1. Introduction
With the continuous growth of China’s air traffic volume, the problem of flight delays has become a major bottleneck restricting the rapid development of civil aviation. Flight delays are difficult to avoid, and as the flight delays accumulate, the risk of hidden dangers increases. There are many factors that cause flight delays in actual operation, such as airline operation management, bad weather, military activities and air traffic control, and so on. These factors will cause airspace units to be restricted to varying degrees, resulting in flight delays. The emergence and occurrence of these influencing factors are strongly random and uncertain.

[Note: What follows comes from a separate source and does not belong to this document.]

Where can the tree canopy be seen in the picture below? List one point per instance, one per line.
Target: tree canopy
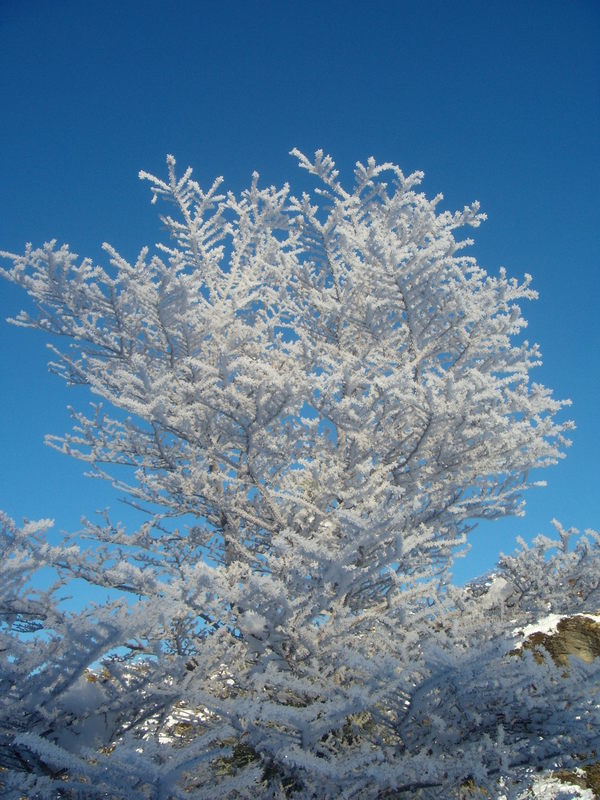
(311, 400)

When these factors, such as bad weather, suddenly appear on the route, even if there are no restrictions within the airport and near the airport, it will cause one or more airspace units on the route to be restricted, causing delays in the flight. Moreover, delays of the previous flights may also lead to subsequent flight delays, so flight delay presents a chaotic or nonlinear development trend, and it is difficult to accurately predict flight delays. In this paper, restricted airspace units refer to the airspace units whose capacity and service level decrease because of weather and military activities. How to identify restricted airspace units in airspace and identify the starting and ending times of the restriction is important. It is also important to analyze the propagation mechanism of flight delays in depth and analyze the impact of a flight delay on subsequent flights. This analysis can also further improve the accuracy of flight delay prediction.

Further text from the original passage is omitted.